In spin transport electronics, also known as spintronics, it is not the charge of the electron that acts as the carrier of information – it is the electron’s spin. As spins are ‘sensitive’ to the magnetic properties of a given material, the field of spintronics – which was born at the end of the eighties and has since evolved at a steady rate – holds much promise for the development of high-performance microelectronic systems. This is a short highlight on a paper where a spintronic device and optical control at short time scales play the leading roles.


To live up to its promise, it is crucial for spintronics technology to achieve control over magnetic behaviour without recurring to strong external magnetic fields. Spin-torque and electric-field-assisted switching of the magnetization suffer from operating speeds above tens of picoseconds. Optical manipulation enables magnetization reversal on shorter times scales, and for this reason all-optical switching (AOS) with femtosecond laser pulses has been recently investigated in a range of magnetic systems. Jun-Yang Chen and collaborators now report ultrafast AOS of a realistic spintronic device, namely a magnetic tunnel junction (MTJ), using subpicosecond laser pulses at telecom wavelengths. The considered MTJ, described as a pillar with a diameter of 12 μm, features ferrimagnetic Gd(Fe,Co) as the free layer and MgO for the tunneling barrier. All-optical switching of the device is achieved by illuminating the MTJ with a train of 0.4-ps-long pulses at a repetition rate of 0.5 Hz.

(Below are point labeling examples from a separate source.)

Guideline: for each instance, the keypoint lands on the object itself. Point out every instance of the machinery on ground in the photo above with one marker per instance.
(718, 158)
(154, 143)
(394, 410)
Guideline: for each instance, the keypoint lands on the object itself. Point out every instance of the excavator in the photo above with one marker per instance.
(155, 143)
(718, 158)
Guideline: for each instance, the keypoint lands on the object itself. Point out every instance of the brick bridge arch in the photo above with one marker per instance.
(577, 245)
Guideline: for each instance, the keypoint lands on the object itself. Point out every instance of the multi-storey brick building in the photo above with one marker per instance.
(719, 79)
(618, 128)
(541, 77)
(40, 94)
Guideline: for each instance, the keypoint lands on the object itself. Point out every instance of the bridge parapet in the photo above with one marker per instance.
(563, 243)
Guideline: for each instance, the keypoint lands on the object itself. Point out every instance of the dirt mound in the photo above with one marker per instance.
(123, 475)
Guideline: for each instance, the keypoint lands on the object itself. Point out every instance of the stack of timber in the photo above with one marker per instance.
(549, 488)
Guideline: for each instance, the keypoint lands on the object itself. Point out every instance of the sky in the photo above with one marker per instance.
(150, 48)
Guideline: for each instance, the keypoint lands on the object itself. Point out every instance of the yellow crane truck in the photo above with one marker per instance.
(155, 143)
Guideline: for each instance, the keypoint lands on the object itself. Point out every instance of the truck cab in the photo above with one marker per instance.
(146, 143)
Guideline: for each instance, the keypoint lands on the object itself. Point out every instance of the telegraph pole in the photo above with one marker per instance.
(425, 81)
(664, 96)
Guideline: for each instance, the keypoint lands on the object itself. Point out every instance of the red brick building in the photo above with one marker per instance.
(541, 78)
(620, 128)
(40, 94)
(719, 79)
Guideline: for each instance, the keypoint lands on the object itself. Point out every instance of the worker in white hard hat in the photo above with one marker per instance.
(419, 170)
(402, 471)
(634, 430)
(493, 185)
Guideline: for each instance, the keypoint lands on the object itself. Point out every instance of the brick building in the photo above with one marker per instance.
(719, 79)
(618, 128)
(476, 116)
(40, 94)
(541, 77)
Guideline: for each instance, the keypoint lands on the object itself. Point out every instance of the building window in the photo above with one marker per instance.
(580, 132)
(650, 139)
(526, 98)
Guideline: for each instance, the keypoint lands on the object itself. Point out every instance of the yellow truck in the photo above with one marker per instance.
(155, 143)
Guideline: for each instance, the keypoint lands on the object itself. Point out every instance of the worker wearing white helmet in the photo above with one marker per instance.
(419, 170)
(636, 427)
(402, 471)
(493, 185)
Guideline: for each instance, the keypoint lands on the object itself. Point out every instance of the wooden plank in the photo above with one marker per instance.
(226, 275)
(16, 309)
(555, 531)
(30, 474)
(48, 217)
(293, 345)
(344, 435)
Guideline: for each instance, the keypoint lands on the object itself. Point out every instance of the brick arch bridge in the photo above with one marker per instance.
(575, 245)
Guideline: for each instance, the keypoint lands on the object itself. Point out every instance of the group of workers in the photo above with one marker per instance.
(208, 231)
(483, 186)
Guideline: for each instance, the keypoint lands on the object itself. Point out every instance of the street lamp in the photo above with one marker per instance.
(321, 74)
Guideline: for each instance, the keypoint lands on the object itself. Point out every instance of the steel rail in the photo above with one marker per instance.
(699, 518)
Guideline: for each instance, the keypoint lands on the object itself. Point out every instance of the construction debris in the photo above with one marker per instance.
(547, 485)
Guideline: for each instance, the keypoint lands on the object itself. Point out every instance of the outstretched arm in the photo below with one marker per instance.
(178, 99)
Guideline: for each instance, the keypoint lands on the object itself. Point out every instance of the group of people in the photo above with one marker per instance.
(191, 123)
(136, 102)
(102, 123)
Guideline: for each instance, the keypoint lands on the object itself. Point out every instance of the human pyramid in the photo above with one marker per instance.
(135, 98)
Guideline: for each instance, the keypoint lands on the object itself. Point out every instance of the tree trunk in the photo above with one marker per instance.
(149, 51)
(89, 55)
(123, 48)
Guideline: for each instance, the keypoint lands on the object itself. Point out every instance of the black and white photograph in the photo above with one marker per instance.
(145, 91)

Monitoring an averaged value of the tunneling magnetoresistance (TMR) over time shows that each laser pulse switches the MTJ between its low and high resistance states, corresponding to a variation in TMR by 0.6 ± 0.05 Ω. The team could also demonstrate AOS with 1-MHz repetition rate on a simpler Hall-effect Gd(Fe,Co) device, using trains of multiple pulses with a pulse-to-pulse spacing of 1μs. In the light of the obtained results, the authors expect further work on optically switchable MTJs to lead to the development of novel optospintronic systems.